Na+-independent L-arginine uptake was studied in rabbit renal brush border membrane vesicles. The finding that steady-state uptake of L-arginine decreased with increasing extravesicular osmolality and the demonstration of accelerative exchange diffusion after preincubation of vesicles with L-arginine, but not D-arginine, indicated that the uptake of L-arginine in brush border vesicles was reflective of carrier-mediated transport into an intravesicular space. Accelerative exchange diffusion of L-arginine was demonstrated in vesicles preincubated with L-lysine and L-ornithine, but not L-alanine or L-proline, suggesting the presence of a dibasic amino acid transporter in the renal brush border membrane. Partial saturation of initial rates of L-arginine transport was found with extravesicular [arginine] varied from 0.005 to 1.0 mM. L-Arginine uptake was inhibited by extravesicular dibasic amino acids unlike the Na+-independent uptake of L-alanine, L-glutamine, glycine or L-proline in the presence of extravesicular amino acids of similar structure.

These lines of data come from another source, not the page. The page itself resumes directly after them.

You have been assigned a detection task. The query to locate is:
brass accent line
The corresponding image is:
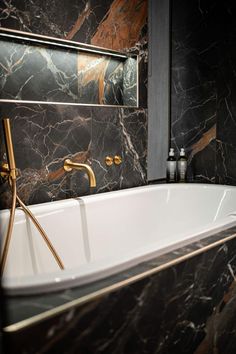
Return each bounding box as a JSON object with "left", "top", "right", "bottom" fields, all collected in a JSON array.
[
  {"left": 3, "top": 233, "right": 236, "bottom": 333},
  {"left": 0, "top": 98, "right": 138, "bottom": 108}
]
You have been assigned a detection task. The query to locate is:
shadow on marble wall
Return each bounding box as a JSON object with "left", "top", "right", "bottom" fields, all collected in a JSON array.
[{"left": 171, "top": 0, "right": 236, "bottom": 185}]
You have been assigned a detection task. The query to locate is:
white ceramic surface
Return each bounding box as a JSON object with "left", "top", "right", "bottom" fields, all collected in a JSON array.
[{"left": 0, "top": 184, "right": 236, "bottom": 294}]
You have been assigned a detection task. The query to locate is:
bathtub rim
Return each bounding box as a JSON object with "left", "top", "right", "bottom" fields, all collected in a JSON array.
[{"left": 3, "top": 183, "right": 236, "bottom": 333}]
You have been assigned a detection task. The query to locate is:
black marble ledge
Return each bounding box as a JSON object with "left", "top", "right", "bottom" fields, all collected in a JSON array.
[{"left": 4, "top": 226, "right": 236, "bottom": 332}]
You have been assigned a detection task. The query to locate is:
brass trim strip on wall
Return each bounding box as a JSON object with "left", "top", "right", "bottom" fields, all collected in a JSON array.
[
  {"left": 3, "top": 233, "right": 236, "bottom": 333},
  {"left": 0, "top": 27, "right": 131, "bottom": 59}
]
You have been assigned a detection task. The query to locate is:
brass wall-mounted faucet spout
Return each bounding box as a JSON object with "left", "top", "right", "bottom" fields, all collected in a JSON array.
[
  {"left": 64, "top": 159, "right": 96, "bottom": 188},
  {"left": 0, "top": 118, "right": 64, "bottom": 275}
]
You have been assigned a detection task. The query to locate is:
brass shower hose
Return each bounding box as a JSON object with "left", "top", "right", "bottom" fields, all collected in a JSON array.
[{"left": 0, "top": 119, "right": 64, "bottom": 276}]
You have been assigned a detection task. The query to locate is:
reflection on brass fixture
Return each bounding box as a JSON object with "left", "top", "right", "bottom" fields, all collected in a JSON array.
[
  {"left": 0, "top": 118, "right": 64, "bottom": 275},
  {"left": 64, "top": 159, "right": 96, "bottom": 187},
  {"left": 105, "top": 156, "right": 113, "bottom": 166},
  {"left": 114, "top": 155, "right": 122, "bottom": 165}
]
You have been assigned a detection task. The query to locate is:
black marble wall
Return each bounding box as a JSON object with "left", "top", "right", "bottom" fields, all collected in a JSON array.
[
  {"left": 5, "top": 234, "right": 236, "bottom": 354},
  {"left": 0, "top": 0, "right": 147, "bottom": 208},
  {"left": 171, "top": 0, "right": 236, "bottom": 185}
]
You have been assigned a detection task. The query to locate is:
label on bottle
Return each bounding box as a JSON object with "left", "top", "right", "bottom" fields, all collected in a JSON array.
[
  {"left": 166, "top": 161, "right": 176, "bottom": 182},
  {"left": 178, "top": 161, "right": 187, "bottom": 181}
]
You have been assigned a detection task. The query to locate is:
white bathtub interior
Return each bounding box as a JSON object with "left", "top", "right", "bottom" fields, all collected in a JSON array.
[{"left": 0, "top": 184, "right": 236, "bottom": 294}]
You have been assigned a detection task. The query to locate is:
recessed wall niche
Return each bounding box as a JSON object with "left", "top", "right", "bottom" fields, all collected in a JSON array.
[{"left": 0, "top": 30, "right": 138, "bottom": 107}]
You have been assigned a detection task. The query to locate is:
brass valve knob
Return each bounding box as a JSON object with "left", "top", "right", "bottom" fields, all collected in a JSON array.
[
  {"left": 114, "top": 155, "right": 122, "bottom": 165},
  {"left": 105, "top": 156, "right": 113, "bottom": 166}
]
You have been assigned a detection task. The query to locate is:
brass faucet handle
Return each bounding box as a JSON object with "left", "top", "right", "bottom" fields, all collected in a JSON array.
[
  {"left": 105, "top": 156, "right": 113, "bottom": 166},
  {"left": 114, "top": 155, "right": 122, "bottom": 165}
]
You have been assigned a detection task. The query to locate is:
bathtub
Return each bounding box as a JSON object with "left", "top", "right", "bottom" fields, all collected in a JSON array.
[{"left": 0, "top": 184, "right": 236, "bottom": 295}]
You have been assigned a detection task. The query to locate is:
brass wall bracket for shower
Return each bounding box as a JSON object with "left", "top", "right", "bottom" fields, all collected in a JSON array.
[{"left": 0, "top": 118, "right": 64, "bottom": 275}]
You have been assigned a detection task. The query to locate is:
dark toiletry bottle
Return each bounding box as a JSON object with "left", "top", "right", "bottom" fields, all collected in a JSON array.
[
  {"left": 166, "top": 148, "right": 176, "bottom": 183},
  {"left": 177, "top": 148, "right": 187, "bottom": 182}
]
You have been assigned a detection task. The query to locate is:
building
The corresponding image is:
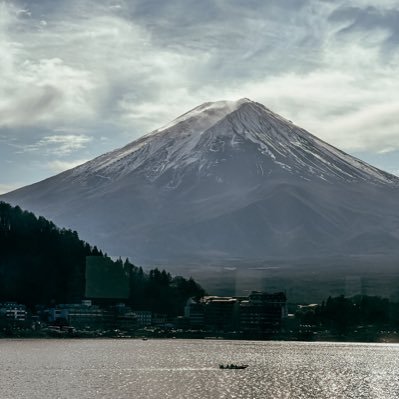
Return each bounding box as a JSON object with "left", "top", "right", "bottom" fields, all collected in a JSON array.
[
  {"left": 0, "top": 302, "right": 28, "bottom": 322},
  {"left": 47, "top": 300, "right": 115, "bottom": 330},
  {"left": 133, "top": 310, "right": 152, "bottom": 327},
  {"left": 184, "top": 298, "right": 205, "bottom": 328},
  {"left": 202, "top": 296, "right": 240, "bottom": 331},
  {"left": 184, "top": 291, "right": 288, "bottom": 337},
  {"left": 240, "top": 291, "right": 288, "bottom": 335}
]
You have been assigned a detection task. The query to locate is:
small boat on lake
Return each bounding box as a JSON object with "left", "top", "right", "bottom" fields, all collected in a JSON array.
[{"left": 219, "top": 364, "right": 248, "bottom": 370}]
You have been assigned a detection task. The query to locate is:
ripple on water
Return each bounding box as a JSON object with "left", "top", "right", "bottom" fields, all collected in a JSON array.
[{"left": 0, "top": 340, "right": 399, "bottom": 399}]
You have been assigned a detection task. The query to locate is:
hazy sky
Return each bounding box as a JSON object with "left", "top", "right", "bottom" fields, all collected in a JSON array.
[{"left": 0, "top": 0, "right": 399, "bottom": 192}]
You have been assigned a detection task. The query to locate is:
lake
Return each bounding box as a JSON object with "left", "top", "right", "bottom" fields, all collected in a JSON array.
[{"left": 0, "top": 339, "right": 399, "bottom": 399}]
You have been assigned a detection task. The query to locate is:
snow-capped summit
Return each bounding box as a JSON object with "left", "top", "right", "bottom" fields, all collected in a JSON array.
[
  {"left": 2, "top": 98, "right": 399, "bottom": 264},
  {"left": 72, "top": 98, "right": 398, "bottom": 187}
]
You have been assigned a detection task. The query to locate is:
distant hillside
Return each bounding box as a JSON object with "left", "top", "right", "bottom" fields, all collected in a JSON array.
[
  {"left": 0, "top": 202, "right": 204, "bottom": 314},
  {"left": 0, "top": 99, "right": 399, "bottom": 271}
]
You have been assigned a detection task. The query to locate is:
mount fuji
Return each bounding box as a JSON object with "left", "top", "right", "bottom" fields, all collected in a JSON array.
[{"left": 0, "top": 99, "right": 399, "bottom": 274}]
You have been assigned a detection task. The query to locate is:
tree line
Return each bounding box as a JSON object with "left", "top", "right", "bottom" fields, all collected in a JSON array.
[{"left": 0, "top": 202, "right": 205, "bottom": 314}]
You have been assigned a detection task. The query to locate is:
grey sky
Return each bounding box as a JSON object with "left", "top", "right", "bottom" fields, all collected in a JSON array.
[{"left": 0, "top": 0, "right": 399, "bottom": 192}]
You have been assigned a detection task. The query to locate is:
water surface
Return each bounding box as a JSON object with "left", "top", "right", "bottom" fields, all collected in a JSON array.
[{"left": 0, "top": 339, "right": 399, "bottom": 399}]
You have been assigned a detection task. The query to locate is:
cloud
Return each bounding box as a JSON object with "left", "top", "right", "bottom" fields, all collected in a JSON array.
[
  {"left": 20, "top": 134, "right": 92, "bottom": 155},
  {"left": 0, "top": 183, "right": 23, "bottom": 194},
  {"left": 47, "top": 159, "right": 88, "bottom": 173},
  {"left": 0, "top": 0, "right": 399, "bottom": 184}
]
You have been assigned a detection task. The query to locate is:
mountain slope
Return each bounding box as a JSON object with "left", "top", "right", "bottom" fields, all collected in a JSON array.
[{"left": 3, "top": 99, "right": 399, "bottom": 263}]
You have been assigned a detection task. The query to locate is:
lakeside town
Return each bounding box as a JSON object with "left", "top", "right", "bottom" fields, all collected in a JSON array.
[{"left": 0, "top": 291, "right": 399, "bottom": 342}]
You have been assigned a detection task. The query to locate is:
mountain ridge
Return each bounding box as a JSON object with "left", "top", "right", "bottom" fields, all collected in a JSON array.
[{"left": 0, "top": 99, "right": 399, "bottom": 264}]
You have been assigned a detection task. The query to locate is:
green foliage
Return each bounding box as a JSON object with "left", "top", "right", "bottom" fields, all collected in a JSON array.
[{"left": 0, "top": 202, "right": 205, "bottom": 315}]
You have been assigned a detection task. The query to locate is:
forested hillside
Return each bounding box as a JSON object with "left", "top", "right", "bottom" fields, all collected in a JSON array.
[{"left": 0, "top": 202, "right": 204, "bottom": 314}]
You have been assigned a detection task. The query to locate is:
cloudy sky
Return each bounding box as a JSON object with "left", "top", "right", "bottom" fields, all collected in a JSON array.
[{"left": 0, "top": 0, "right": 399, "bottom": 193}]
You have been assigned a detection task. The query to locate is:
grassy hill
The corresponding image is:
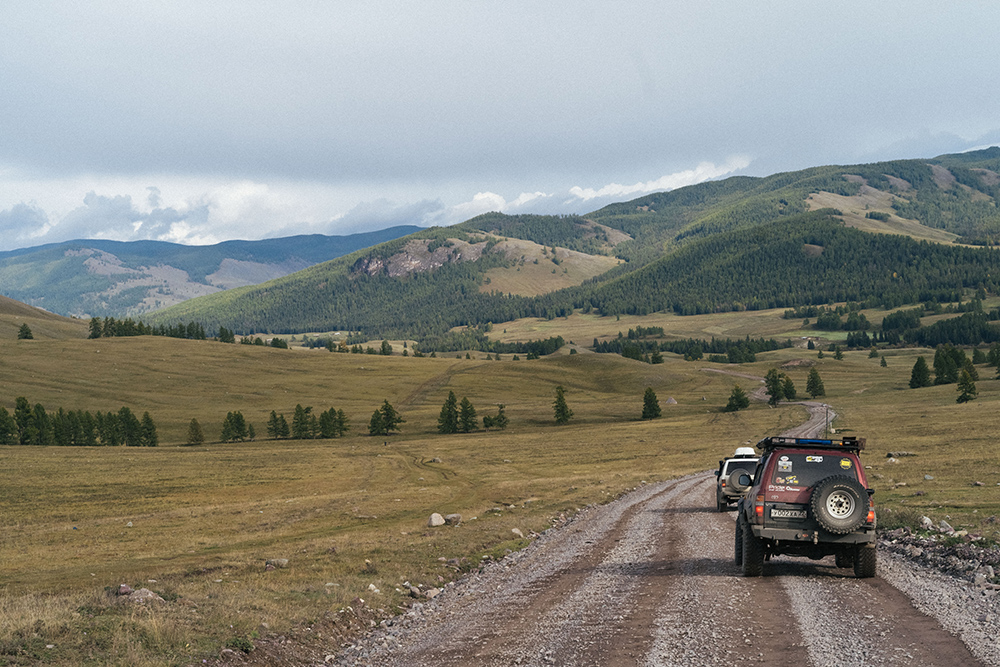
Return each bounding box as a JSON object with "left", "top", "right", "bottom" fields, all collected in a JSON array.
[
  {"left": 0, "top": 226, "right": 418, "bottom": 317},
  {"left": 0, "top": 306, "right": 1000, "bottom": 665},
  {"left": 150, "top": 148, "right": 1000, "bottom": 342},
  {"left": 0, "top": 296, "right": 89, "bottom": 340}
]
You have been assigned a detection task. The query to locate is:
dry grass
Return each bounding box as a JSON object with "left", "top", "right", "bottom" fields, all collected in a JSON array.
[{"left": 0, "top": 311, "right": 1000, "bottom": 665}]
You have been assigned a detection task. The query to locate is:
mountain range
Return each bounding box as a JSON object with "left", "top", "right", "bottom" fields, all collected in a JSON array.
[
  {"left": 0, "top": 147, "right": 1000, "bottom": 347},
  {"left": 143, "top": 147, "right": 1000, "bottom": 346},
  {"left": 0, "top": 226, "right": 420, "bottom": 317}
]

L-Arginine uptake was increased by the imposition of an H+ gradient (intravesicular pH less than extravesicular pH) and H+ gradient stimulated uptake was further increased by FCCP. These findings demonstrate membrane-potential-sensitive, Na+-independent transport of L-arginine in brush border membrane vesicles which differs from Na+-independent uptake of neutral and acidic amino acids. Na+-independent dibasic amino acid transport in membrane vesicles is likely reflective of Na+-independent transport of dibasic amino acids across the renal brush border membrane.